Cardiac mapping company Endocardial Solutions (St. Paul, Minnesota) presented information on its EnSite 3000 system. The system is designed to provide electrophysiologists with a real-time 3-D image of the electrical activity of the heart, what A.G. Edwards termed "an important adjunctive tool" of any ablation procedure. "We are a mapping company enabling ablation that through the technology could vastly improve on the speed and the density of the information," said James Bollock, company president and CEO. The system is designed to deliver high-resolution images. It displays more than 3,000 virtual points of electrical activity using patented algorithms.

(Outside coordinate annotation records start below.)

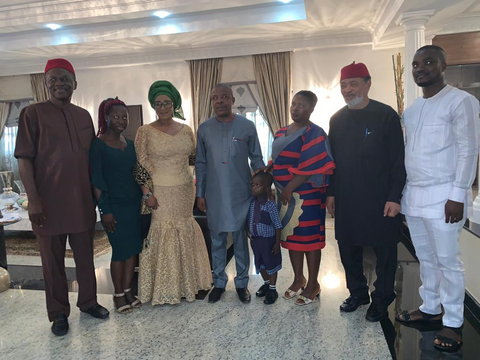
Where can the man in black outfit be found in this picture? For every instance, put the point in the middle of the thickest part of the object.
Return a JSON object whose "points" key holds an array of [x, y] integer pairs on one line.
{"points": [[364, 195]]}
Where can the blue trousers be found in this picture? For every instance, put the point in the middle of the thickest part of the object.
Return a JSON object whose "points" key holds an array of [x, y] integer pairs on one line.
{"points": [[219, 258]]}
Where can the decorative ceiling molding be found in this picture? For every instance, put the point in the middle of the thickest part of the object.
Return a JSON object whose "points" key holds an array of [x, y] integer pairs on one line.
{"points": [[159, 55], [151, 26], [384, 16], [32, 15]]}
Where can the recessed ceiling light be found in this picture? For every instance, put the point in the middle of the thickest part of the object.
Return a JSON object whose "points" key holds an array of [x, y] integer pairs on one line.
{"points": [[162, 14], [52, 26]]}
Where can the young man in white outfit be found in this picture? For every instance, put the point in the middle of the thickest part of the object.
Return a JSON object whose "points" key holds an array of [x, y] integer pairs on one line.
{"points": [[441, 161]]}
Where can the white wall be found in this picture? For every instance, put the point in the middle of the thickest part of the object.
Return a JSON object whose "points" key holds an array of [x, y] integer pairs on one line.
{"points": [[318, 70], [469, 252], [15, 87]]}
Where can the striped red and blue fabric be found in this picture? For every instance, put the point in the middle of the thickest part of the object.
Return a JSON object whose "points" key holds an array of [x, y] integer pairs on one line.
{"points": [[307, 155]]}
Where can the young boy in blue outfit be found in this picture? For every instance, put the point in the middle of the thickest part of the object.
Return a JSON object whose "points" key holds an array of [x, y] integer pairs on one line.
{"points": [[264, 227]]}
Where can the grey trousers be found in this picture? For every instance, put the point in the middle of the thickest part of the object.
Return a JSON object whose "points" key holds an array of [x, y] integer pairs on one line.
{"points": [[219, 258]]}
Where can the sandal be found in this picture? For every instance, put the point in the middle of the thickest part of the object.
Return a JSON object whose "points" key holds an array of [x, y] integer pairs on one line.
{"points": [[121, 303], [303, 300], [290, 294], [132, 299], [448, 339], [418, 316]]}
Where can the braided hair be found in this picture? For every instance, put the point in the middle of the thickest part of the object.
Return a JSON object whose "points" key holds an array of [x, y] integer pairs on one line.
{"points": [[103, 111]]}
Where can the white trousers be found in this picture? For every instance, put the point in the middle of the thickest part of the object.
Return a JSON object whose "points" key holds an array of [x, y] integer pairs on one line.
{"points": [[441, 270]]}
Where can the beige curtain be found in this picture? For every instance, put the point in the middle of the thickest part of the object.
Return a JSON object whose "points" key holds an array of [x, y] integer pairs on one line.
{"points": [[204, 75], [4, 110], [272, 73], [39, 90]]}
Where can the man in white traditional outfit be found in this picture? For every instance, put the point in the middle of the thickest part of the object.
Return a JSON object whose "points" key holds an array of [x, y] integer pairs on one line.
{"points": [[441, 161], [225, 143]]}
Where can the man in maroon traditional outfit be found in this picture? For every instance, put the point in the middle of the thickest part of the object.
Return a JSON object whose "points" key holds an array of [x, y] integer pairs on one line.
{"points": [[52, 149]]}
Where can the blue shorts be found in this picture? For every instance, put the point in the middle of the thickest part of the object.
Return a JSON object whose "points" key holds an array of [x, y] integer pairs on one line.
{"points": [[264, 258]]}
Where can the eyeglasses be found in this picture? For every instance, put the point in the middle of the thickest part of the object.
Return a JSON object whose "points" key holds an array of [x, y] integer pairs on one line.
{"points": [[165, 104]]}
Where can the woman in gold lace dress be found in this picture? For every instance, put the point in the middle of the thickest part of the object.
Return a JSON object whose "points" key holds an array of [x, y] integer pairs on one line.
{"points": [[174, 262]]}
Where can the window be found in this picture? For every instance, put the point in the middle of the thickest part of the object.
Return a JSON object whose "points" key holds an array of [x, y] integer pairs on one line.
{"points": [[247, 105]]}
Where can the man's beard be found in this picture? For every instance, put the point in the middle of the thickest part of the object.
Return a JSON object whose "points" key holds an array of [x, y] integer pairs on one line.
{"points": [[357, 100]]}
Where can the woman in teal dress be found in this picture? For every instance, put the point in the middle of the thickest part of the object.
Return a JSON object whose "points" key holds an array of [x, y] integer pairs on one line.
{"points": [[112, 161]]}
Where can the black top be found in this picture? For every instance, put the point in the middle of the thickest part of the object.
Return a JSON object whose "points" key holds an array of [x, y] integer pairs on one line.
{"points": [[368, 150]]}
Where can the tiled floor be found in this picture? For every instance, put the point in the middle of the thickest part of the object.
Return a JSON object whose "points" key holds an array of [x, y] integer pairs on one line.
{"points": [[228, 329]]}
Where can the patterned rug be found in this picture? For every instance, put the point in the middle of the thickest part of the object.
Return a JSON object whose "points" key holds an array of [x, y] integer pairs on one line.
{"points": [[24, 243]]}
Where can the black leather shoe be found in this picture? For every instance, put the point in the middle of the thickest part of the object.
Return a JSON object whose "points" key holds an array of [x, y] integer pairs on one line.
{"points": [[60, 325], [262, 291], [352, 303], [270, 297], [215, 294], [376, 312], [244, 295], [97, 311]]}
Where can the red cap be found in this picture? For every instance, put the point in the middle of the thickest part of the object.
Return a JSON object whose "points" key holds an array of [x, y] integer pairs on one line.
{"points": [[59, 63], [354, 70]]}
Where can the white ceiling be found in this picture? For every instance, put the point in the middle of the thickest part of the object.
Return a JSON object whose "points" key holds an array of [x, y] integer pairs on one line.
{"points": [[124, 32]]}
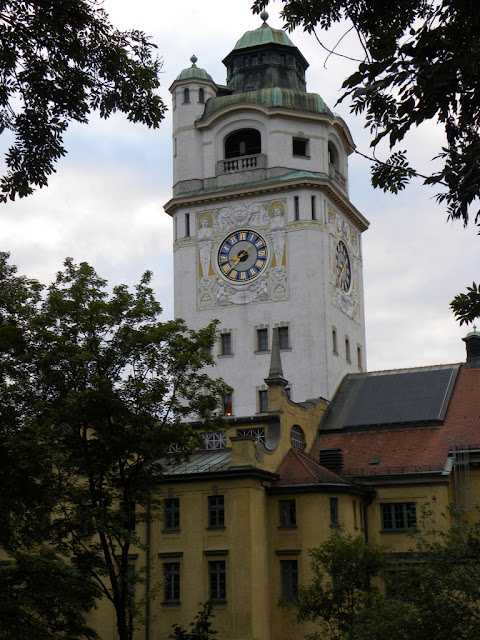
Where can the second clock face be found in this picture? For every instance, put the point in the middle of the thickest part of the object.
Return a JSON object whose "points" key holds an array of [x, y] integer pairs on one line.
{"points": [[344, 270], [243, 255]]}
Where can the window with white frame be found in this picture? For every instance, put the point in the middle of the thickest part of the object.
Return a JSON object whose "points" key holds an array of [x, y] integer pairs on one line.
{"points": [[215, 440]]}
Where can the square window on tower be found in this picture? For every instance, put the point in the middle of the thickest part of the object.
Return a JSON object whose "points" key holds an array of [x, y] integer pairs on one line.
{"points": [[300, 147], [226, 344], [283, 337], [262, 339]]}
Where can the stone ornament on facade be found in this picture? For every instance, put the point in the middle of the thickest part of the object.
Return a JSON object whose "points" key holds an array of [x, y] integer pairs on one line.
{"points": [[267, 218], [277, 231], [340, 231], [205, 242]]}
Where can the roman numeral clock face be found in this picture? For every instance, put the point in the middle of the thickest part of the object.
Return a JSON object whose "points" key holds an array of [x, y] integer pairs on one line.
{"points": [[242, 256]]}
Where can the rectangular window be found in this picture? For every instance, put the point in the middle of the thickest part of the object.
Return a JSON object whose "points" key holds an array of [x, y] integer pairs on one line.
{"points": [[128, 515], [217, 580], [283, 337], [263, 401], [262, 339], [398, 516], [287, 513], [215, 439], [257, 433], [171, 513], [171, 582], [289, 572], [296, 207], [333, 512], [226, 344], [227, 404], [300, 147], [216, 511]]}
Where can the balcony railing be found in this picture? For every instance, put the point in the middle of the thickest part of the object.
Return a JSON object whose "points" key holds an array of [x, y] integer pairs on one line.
{"points": [[242, 163]]}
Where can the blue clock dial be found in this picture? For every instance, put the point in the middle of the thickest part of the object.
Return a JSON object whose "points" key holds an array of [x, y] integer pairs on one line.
{"points": [[343, 267], [243, 255]]}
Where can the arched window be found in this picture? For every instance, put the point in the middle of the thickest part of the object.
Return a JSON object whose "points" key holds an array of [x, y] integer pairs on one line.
{"points": [[297, 438], [333, 157], [245, 142]]}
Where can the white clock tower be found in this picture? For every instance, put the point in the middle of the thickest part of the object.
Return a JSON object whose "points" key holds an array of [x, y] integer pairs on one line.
{"points": [[265, 234]]}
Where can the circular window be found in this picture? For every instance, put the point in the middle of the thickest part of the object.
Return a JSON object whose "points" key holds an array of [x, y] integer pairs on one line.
{"points": [[297, 437]]}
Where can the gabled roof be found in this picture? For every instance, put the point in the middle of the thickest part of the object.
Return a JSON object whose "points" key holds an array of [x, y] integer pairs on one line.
{"points": [[372, 449], [298, 468], [402, 396]]}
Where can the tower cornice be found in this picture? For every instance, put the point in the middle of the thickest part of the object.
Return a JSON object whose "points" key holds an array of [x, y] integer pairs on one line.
{"points": [[271, 185]]}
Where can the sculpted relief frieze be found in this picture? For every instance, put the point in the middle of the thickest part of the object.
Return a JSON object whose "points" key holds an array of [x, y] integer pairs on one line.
{"points": [[254, 280], [344, 248]]}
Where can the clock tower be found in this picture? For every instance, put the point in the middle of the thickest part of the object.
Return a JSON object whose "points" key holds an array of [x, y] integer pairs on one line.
{"points": [[265, 235]]}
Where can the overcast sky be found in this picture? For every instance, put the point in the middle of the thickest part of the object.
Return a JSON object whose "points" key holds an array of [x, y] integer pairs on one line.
{"points": [[105, 202]]}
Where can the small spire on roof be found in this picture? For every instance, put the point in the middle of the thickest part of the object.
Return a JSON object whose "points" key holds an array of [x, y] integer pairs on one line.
{"points": [[275, 375]]}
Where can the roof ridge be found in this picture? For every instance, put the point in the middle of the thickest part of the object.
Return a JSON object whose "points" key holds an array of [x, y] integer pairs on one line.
{"points": [[302, 461]]}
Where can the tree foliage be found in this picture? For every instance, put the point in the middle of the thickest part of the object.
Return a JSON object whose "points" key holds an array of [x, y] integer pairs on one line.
{"points": [[361, 591], [95, 391], [61, 60], [200, 627], [344, 597], [421, 63], [466, 306]]}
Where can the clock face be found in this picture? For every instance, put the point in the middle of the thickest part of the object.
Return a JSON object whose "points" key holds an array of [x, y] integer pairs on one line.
{"points": [[243, 255], [344, 270]]}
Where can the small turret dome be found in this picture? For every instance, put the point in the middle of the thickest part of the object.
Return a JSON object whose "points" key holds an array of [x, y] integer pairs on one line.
{"points": [[194, 72]]}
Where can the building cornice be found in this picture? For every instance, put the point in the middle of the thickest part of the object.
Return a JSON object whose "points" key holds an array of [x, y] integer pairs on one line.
{"points": [[219, 195]]}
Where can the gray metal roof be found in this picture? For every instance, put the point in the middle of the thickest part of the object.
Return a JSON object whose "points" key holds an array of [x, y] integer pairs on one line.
{"points": [[402, 396], [203, 461]]}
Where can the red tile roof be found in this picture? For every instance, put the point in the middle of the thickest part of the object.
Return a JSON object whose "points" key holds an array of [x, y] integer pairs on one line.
{"points": [[298, 468], [419, 448]]}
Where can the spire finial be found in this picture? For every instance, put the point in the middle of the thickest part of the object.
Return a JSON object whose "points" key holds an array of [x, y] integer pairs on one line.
{"points": [[275, 375]]}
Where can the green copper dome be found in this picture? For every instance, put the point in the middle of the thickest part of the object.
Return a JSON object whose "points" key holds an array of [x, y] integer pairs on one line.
{"points": [[194, 72], [271, 97], [263, 35]]}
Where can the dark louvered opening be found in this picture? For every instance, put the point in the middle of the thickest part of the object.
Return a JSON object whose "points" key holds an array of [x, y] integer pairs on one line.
{"points": [[331, 459]]}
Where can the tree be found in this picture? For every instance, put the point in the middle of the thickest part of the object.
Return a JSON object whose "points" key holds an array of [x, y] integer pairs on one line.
{"points": [[200, 627], [62, 59], [439, 580], [96, 390], [344, 597]]}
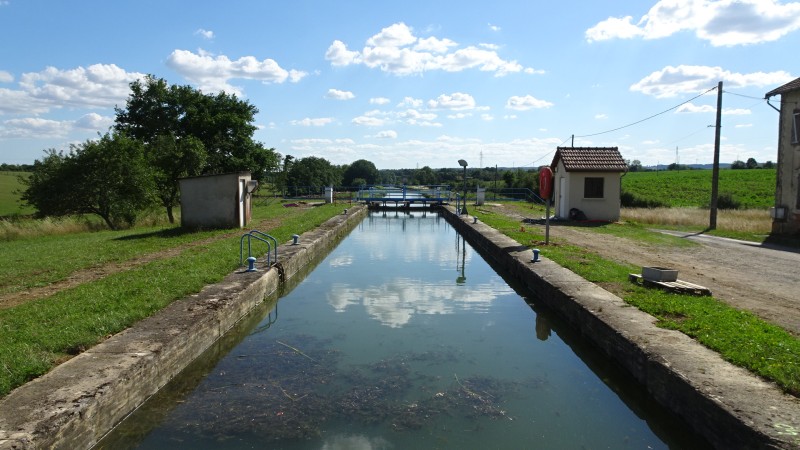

Bullock compared the imaging abilities of the system to waves of sound. "If someone in the back of the room were to talk to me, the sound would come to my ear as the probe in an amplitude lower than it was delivered." He said that if he were able to compute the distance between the source and his ear, "I could effectively re-compute the amplitude of that sound, much like we do with electricity." He said the company's EnSite system is able to do this "in a very elegant way, such that we are computing more than 3,000 electrograms at over 1,200 times a second."

In addition, the locator function of the EnSite system enhances diagnosis and treatment by providing electrophysiologists with real-time feedback of the precise location of auxiliary catheters introduced into the heart so proper and accurate treatment can be provided.